Helping people identify and understand the behavioral biases and emotional drivers that influence their financial and investment decisions is an approach all financial advisors should be taking today. But Denise Shull, an internationally recognized decision theorist and founder of risk and performance advisory consulting firm The ReThink Group, believes that the next step many advisors may be taking—trying to get their clients to overcome those emotions so that they don’t make the same mistakes again—is a futile endeavor.
“We’re taught that by thinking harder about the mistakes that we make, we won’t make them again,” Shull says, “but that, actually, isn’t going to accomplish anything, because thinking harder aims to overpower the psyche and that’s something that just isn’t possible.”
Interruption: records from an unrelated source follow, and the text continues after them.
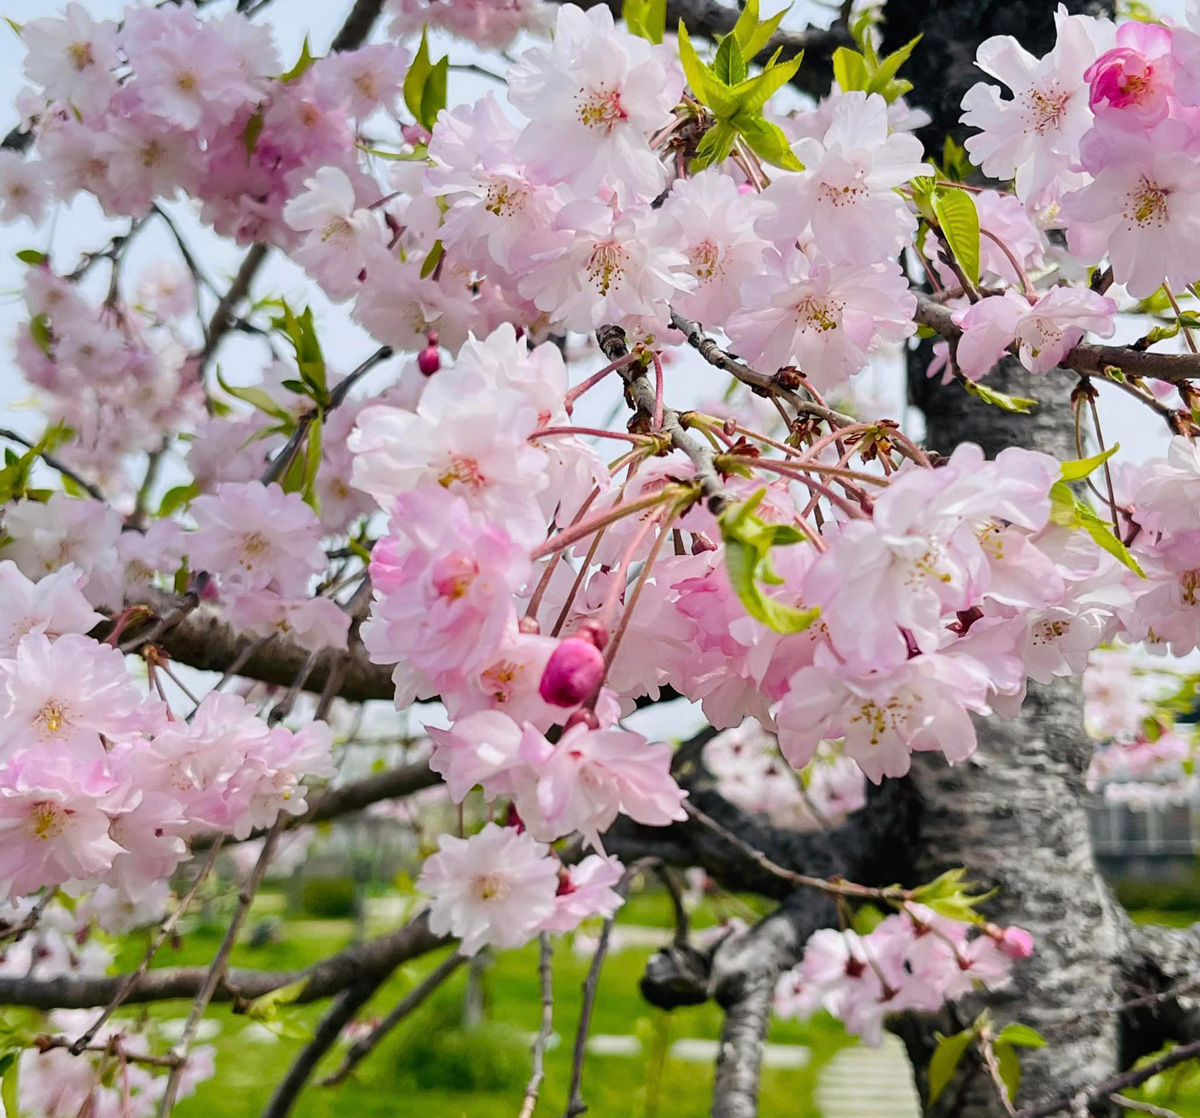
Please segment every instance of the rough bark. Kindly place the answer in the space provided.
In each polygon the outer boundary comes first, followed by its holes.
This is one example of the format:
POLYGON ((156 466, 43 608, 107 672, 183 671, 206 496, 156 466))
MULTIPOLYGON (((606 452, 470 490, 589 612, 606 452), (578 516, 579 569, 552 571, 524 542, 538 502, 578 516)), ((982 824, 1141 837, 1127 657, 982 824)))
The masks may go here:
MULTIPOLYGON (((913 387, 934 449, 948 453, 971 441, 988 457, 1006 446, 1025 446, 1070 458, 1072 380, 1065 373, 1032 377, 1012 359, 989 374, 989 384, 1000 391, 1041 401, 1029 416, 990 407, 957 385, 925 381, 913 387)), ((1021 1054, 1018 1104, 1029 1104, 1084 1087, 1117 1068, 1117 1017, 1089 1011, 1121 999, 1117 959, 1126 921, 1092 854, 1084 786, 1090 745, 1079 681, 1031 682, 1018 718, 977 720, 977 732, 978 751, 957 767, 940 757, 913 759, 909 783, 921 806, 912 870, 915 879, 927 880, 950 866, 969 867, 981 884, 999 889, 988 915, 1033 933, 1037 949, 1014 968, 1009 989, 960 1002, 936 1022, 944 1032, 955 1031, 986 1005, 998 1023, 1019 1020, 1047 1036, 1044 1049, 1021 1054), (1078 1020, 1060 1027, 1076 1015, 1078 1020)), ((933 1025, 909 1020, 901 1029, 922 1098, 933 1025)), ((930 1113, 1002 1115, 980 1065, 965 1061, 962 1072, 962 1082, 930 1113)))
Because the human brain is working all the time, Shull says, and no matter how much people may think they may have got the better of their mind, it just isn’t so. As such, individuals would be far better off just trying to understand the various emotions and biases their brains produce, and then, actually working with them as opposed to trying to fight them or conquer them, she says. An individual’s “psychological capital” can actually help them out more in the long term, she says, and in so far as people can figure out what theirs is and go with, it rather than try to get the better of it, the end result for them will be a lot more positive than it would be if they try to adopt a behavior pattern that is not theirs naturally.
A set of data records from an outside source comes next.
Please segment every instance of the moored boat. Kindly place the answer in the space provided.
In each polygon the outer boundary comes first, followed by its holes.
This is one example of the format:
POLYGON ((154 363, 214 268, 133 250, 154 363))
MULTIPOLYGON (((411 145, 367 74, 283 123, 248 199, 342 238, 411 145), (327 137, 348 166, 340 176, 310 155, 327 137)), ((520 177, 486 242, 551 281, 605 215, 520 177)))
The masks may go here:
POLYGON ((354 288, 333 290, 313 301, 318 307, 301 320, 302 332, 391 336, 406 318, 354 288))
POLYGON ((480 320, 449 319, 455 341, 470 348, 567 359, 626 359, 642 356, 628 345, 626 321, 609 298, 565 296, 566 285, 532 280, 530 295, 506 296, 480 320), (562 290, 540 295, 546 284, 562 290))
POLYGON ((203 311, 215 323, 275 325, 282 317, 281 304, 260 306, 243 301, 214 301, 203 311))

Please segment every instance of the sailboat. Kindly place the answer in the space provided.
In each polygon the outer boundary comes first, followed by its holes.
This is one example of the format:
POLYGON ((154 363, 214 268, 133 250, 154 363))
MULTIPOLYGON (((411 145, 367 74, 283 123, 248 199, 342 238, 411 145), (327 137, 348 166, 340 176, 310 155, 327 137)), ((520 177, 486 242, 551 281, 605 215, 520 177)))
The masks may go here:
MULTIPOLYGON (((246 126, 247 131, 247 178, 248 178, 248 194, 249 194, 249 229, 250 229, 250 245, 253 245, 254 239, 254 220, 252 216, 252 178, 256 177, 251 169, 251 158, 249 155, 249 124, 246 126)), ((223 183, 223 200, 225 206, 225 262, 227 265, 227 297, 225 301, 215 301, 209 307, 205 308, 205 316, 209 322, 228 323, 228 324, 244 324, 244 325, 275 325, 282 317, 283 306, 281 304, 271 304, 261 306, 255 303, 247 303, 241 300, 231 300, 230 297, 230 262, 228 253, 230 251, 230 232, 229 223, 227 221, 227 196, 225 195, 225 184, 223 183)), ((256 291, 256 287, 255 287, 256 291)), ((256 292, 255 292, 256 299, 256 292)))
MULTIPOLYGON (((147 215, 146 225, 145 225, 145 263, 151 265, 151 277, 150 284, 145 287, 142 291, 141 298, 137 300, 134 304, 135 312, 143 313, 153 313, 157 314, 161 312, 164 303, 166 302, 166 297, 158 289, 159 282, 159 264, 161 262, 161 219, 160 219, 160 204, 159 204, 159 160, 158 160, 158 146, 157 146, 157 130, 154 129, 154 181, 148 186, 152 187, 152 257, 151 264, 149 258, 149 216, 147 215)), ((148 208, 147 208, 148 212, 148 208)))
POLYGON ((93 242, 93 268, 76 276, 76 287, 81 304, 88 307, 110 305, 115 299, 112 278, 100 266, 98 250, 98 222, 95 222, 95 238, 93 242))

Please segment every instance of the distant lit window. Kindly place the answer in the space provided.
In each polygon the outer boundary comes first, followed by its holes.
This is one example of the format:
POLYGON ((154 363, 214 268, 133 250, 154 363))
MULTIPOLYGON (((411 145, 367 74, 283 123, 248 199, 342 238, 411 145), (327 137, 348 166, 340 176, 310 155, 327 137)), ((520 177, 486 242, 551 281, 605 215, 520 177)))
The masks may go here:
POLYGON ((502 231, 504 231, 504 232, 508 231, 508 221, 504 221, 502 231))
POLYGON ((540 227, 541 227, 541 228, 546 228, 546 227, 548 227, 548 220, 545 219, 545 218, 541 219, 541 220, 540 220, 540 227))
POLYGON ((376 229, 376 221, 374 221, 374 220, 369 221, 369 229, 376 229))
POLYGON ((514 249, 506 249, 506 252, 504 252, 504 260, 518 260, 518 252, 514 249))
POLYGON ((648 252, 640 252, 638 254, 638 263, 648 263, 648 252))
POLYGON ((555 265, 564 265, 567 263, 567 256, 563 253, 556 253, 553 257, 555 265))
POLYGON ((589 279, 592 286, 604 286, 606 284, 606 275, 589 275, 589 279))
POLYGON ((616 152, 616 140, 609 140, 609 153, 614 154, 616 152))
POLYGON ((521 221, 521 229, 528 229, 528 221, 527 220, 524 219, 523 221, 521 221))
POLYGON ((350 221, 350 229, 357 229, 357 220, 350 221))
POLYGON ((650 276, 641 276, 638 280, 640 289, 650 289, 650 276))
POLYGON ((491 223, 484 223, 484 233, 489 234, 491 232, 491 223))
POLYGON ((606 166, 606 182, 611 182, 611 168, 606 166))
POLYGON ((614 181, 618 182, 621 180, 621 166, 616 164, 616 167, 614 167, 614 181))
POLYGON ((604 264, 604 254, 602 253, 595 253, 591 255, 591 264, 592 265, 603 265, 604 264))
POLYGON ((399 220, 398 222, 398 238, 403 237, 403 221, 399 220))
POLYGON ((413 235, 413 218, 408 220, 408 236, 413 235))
“Most of us believe that if we set our emotions aside, we will do better, but instead, we should be thinking about the social and emotional context we take our decisions in so we can better understand why we take those decisions,” Shull says. “We need to be able to analyze those decisions and figure out where they are coming from.”
Shull points to the 2008 financial crisis: As it unfolded with seemingly no end in sight, most people continued to sit tight, either because they had been advised to not let their fear guide their decision, or because they felt this was the more rational thing to do. Finally, “when they couldn’t take things any longer, they ended up quitting, but by then, they had already lost half their savings,” Shull says.
What those folks should have done instead is listened to the inklings of fear they had at the outset and gotten out earlier in the cycle, she says. They should have followed their early emotional signals of fear and anxiety—natural emotions that their brain will always produce—because not doing so ultimately resulted in greater trauma, and that in turn served to hold people back even more from the markets as they returned to normalcy.